Evaluating the role of IL-17A as an orchestrator of peripheral-central cross talk in depressive symptoms
Lead Research Organisation:
University of Glasgow
Department Name: College of Medical, Veterinary, Life Sci
Abstract
Summary
Describe the research in simple terms in a way that could be publicised to a general audience. This will be made publicly available and Applicants are responsible for ensuring that the content is suitable for publication. No more than, 4000 characters including spaces and returns.
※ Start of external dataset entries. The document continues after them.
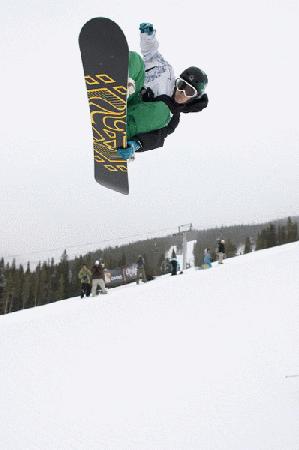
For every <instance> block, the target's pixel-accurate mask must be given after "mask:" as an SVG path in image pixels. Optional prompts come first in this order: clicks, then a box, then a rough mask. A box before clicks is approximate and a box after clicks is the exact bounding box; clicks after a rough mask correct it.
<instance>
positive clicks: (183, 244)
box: [179, 223, 192, 270]
mask: <svg viewBox="0 0 299 450" xmlns="http://www.w3.org/2000/svg"><path fill="white" fill-rule="evenodd" d="M191 230H192V223H188V224H187V225H180V226H179V234H182V235H183V270H186V258H187V233H188V231H191Z"/></svg>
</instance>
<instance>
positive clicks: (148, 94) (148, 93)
mask: <svg viewBox="0 0 299 450" xmlns="http://www.w3.org/2000/svg"><path fill="white" fill-rule="evenodd" d="M141 97H142V100H143V101H144V102H152V101H153V100H154V98H155V96H154V93H153V91H152V90H151V88H149V87H148V88H144V87H143V88H142V89H141Z"/></svg>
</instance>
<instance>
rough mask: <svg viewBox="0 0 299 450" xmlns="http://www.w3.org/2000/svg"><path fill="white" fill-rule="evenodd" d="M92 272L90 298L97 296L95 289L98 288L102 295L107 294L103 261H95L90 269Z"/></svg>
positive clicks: (107, 292) (104, 266) (96, 292)
mask: <svg viewBox="0 0 299 450" xmlns="http://www.w3.org/2000/svg"><path fill="white" fill-rule="evenodd" d="M91 272H92V296H93V297H94V296H95V295H97V287H98V286H99V287H100V289H101V292H102V294H107V293H108V291H107V289H106V287H105V265H104V263H103V261H102V260H101V261H96V262H95V264H94V266H93V267H92V269H91Z"/></svg>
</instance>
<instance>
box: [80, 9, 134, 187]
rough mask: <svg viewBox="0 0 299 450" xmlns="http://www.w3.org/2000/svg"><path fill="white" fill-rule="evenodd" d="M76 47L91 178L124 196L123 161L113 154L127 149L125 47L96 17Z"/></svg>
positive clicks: (113, 32) (112, 25)
mask: <svg viewBox="0 0 299 450" xmlns="http://www.w3.org/2000/svg"><path fill="white" fill-rule="evenodd" d="M79 45H80V50H81V57H82V63H83V67H84V76H85V83H86V88H87V97H88V104H89V109H90V119H91V125H92V133H93V151H94V174H95V179H96V181H97V182H98V183H100V184H101V185H103V186H105V187H107V188H110V189H113V190H115V191H118V192H121V193H123V194H128V193H129V183H128V173H127V162H126V160H123V159H122V158H121V157H120V156H119V155H118V154H117V148H118V147H126V146H127V138H126V119H127V77H128V59H129V49H128V44H127V41H126V38H125V36H124V34H123V32H122V30H121V29H120V28H119V26H118V25H117V24H115V23H114V22H113V21H111V20H110V19H106V18H96V19H91V20H90V21H89V22H87V23H86V24H85V25H84V26H83V28H82V30H81V33H80V36H79Z"/></svg>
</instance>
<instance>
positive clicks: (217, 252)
mask: <svg viewBox="0 0 299 450" xmlns="http://www.w3.org/2000/svg"><path fill="white" fill-rule="evenodd" d="M217 254H218V264H223V258H224V255H225V240H224V239H221V240H220V239H219V240H218V247H217Z"/></svg>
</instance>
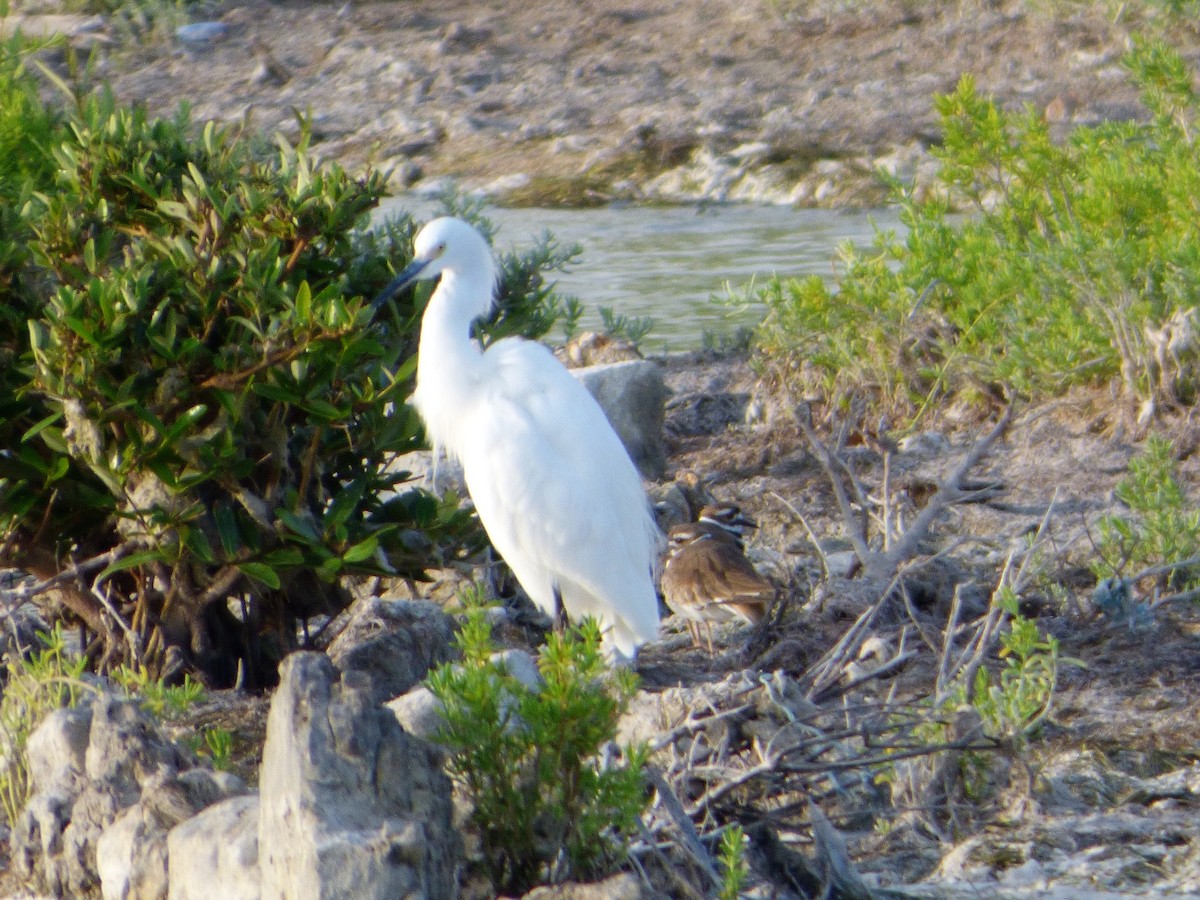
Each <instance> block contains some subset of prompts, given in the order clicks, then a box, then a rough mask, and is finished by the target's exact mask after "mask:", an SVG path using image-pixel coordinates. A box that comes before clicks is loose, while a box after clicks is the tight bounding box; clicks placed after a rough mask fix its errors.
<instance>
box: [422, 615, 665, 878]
mask: <svg viewBox="0 0 1200 900" xmlns="http://www.w3.org/2000/svg"><path fill="white" fill-rule="evenodd" d="M458 644H460V647H461V649H462V655H463V659H462V661H461V662H456V664H451V665H446V666H443V667H442V668H439V670H437V671H436V672H433V673H432V674H431V676H430V679H428V683H430V688H431V689H432V690H433V692H434V695H436V696H437V697H438V700H439V701H440V703H442V707H443V719H444V720H445V724H444V726H443V728H442V731H440V733H439V734H438V737H437V740H438V742H439V743H442V744H444V745H445V746H446V748H448V749H449V751H450V762H449V769H450V773H451V775H452V776H454V778H455V779H456V780H457V781H458V782H460V784H461V785H463V786H464V788H466V791H467V793H468V796H469V797H470V800H472V803H473V814H472V822H473V823H474V826H475V827H476V828H478V829H479V833H480V835H481V840H482V850H484V857H485V859H486V864H487V868H488V870H490V874H491V877H492V880H493V883H494V886H496V888H497V889H499V890H504V892H523V890H526V889H528V888H529V887H532V886H534V884H538V883H539V882H558V881H562V880H564V878H566V877H571V876H594V875H599V874H602V872H604V871H605V870H606V869H608V868H611V866H612V865H613V864H614V863H617V862H619V860H620V859H622V858H623V853H624V850H623V848H624V844H625V841H626V840H628V836H629V835H630V834H631V833H632V832H634V830H635V829H636V827H637V822H638V818H640V816H641V814H642V811H643V810H644V808H646V803H647V797H646V787H644V784H643V780H642V767H643V764H644V761H646V750H644V748H624V749H623V751H622V755H623V756H624V763H618V762H616V761H614V760H612V758H610V757H608V756H607V755H606V756H605V760H604V761H601V760H600V758H599V755H600V752H601V748H604V746H605V745H608V744H610V743H611V742H612V739H613V737H614V736H616V732H617V720H618V718H619V716H620V714H622V712H623V710H624V709H625V707H626V706H628V703H629V700H630V698H631V697H632V695H634V692H635V691H636V677H635V676H634V674H632V673H631V672H629V671H628V670H617V671H611V670H608V668H607V666H606V664H605V661H604V658H602V655H601V653H600V631H599V628H598V626H596V625H595V623H594V622H590V620H588V622H586V623H584V624H583V625H581V626H580V628H578V629H577V630H569V631H568V632H566V634H564V635H551V636H550V638H548V641H547V643H546V646H545V647H544V648H542V650H541V654H540V659H539V662H538V667H539V671H540V673H541V680H542V683H541V685H540V686H539V688H538V689H530V688H529V686H527V685H524V684H522V683H521V682H520V680H517V679H516V678H515V677H514V676H512V674H510V673H509V672H508V671H506V668H505V667H504V665H503V664H500V662H497V661H494V659H493V653H494V649H496V648H494V646H493V644H492V641H491V626H490V625H488V623H487V619H486V617H485V612H484V608H482V606H481V605H478V604H474V605H470V606H468V613H467V620H466V624H464V625H463V629H462V632H461V635H460V638H458Z"/></svg>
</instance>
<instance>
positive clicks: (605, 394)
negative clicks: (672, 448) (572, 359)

Approximately 30-40% of patients with immune-mediated inflammatory diseases (IMIDs), such as Psoriatic disease, experience depression. These negatively affect clinical outcomes, quality of life and treatment adherence. There is accumulating evidence that peripheral inflammation may contribute to the origins of depression. In particular, a) stimulation of the peripheral inflammation results in remitting-relapsing depressive symptoms b) abnormal neural connectivity linked to this depression is correlated with peripheral inflammation and c) biologic therapies targeting specific peripheral inflammation components (cytokines) improve depressive symptoms.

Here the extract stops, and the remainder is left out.